Vicker came into the room as I rose. I looked at him. He was nodding a little in that self-satisfied way that he did when things went as he predicted. “A setup,” he said. “Just like I—”

“You didn’t have to shoot him,” I said.

“Christ, he set you up. He was about to finger you. If I hadn’t shot him, you’d be on your way to Canton.”

“They weren’t after me.”

“Not after he was dead, they weren’t. Not after he couldn’t finger you.”

It was a poor lie, but Vicker was magnificent. His dark brown eyes didn’t flicker and his voice dripped oily gobs of sincerity. “Good God, Dye, even a child could see what he was up to.”

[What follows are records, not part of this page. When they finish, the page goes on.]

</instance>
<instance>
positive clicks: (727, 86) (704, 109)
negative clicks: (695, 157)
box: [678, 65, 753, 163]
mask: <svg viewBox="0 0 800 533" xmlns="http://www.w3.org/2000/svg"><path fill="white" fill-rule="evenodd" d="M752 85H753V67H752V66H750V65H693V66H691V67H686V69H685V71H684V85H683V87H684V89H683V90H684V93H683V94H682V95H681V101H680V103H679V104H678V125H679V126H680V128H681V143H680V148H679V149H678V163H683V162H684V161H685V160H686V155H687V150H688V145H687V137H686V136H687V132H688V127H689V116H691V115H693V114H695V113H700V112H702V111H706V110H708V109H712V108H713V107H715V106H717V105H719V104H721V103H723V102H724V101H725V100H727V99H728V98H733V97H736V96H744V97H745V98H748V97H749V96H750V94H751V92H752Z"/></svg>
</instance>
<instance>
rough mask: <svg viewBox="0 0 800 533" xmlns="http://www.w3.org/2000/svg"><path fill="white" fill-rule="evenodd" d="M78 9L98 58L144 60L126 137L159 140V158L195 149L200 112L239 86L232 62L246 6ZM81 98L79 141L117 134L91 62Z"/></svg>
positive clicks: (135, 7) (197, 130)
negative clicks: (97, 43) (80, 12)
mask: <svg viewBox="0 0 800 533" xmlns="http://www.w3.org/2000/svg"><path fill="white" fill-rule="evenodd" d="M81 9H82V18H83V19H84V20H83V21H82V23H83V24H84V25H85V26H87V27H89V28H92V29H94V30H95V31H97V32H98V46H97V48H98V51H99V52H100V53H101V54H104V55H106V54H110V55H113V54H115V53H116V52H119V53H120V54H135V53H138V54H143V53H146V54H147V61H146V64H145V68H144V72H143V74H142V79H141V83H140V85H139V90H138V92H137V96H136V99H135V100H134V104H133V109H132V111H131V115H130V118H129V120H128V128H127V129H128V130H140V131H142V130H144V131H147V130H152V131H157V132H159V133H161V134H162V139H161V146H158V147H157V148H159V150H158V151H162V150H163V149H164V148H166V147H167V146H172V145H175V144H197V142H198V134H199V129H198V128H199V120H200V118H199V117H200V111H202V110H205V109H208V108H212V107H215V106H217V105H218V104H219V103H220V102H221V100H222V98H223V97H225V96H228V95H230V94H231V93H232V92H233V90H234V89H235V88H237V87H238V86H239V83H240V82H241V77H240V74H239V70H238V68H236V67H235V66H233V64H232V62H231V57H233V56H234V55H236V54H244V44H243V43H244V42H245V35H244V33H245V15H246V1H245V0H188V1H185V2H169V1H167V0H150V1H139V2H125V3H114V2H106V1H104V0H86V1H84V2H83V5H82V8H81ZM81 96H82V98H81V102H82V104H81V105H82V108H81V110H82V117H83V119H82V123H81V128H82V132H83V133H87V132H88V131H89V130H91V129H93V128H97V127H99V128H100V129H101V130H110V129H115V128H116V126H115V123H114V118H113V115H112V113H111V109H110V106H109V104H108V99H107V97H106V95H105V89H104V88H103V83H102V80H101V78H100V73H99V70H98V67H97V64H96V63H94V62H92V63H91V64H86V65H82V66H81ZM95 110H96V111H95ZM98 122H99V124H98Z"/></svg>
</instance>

“You didn’t hear what he said. Just before he died.”

“What?”

“He said three things.” I decided to do some lying myself. “First, he said that you’ve sold out. Second, he said that you tipped off the meeting to the opposition. And third, he said that you’re through. I agree with him on everything.”

“You believe him?” he said in the same, hurt tone that he’d use if I were to disagree with his favorite contention that Marciano could have taken Clay in three rounds.

“He was dying,” I said. “Why should he lie?”

“You’re not that naive.”

“Maybe I am. But then he said something else, too,” I said, rather pleased with my own skill as a liar.

“What?”

“He said you made a mistake. I agree with him.”

That didn’t bother Vicker either. It only caused him to raise an eyebrow. His left one. “What mistake?”

Vicker actually had made a number of mistakes and some of them he couldn’t help, such as the fact that I didn’t much like him. But there were others. One was the call that he’d made from his office just before we left for the meeting with Pai. After that, the two chunky Chinese showed up. That might be called a coincidental mistake, Then he accused Pai of trying to tumble me to the Chinese Communists who already knew everything they needed to know about me. That could only be called a dumb mistake — one very much unlike Vicker. Almost last was the mistake Vicker made when he shot Pai before the Chinese could tell me what he had on his mind. That, I suppose, could be labeled an irritating mistake. But I wasn’t going to tell him about all of them just then — only about the final and worst mistake that he’d made.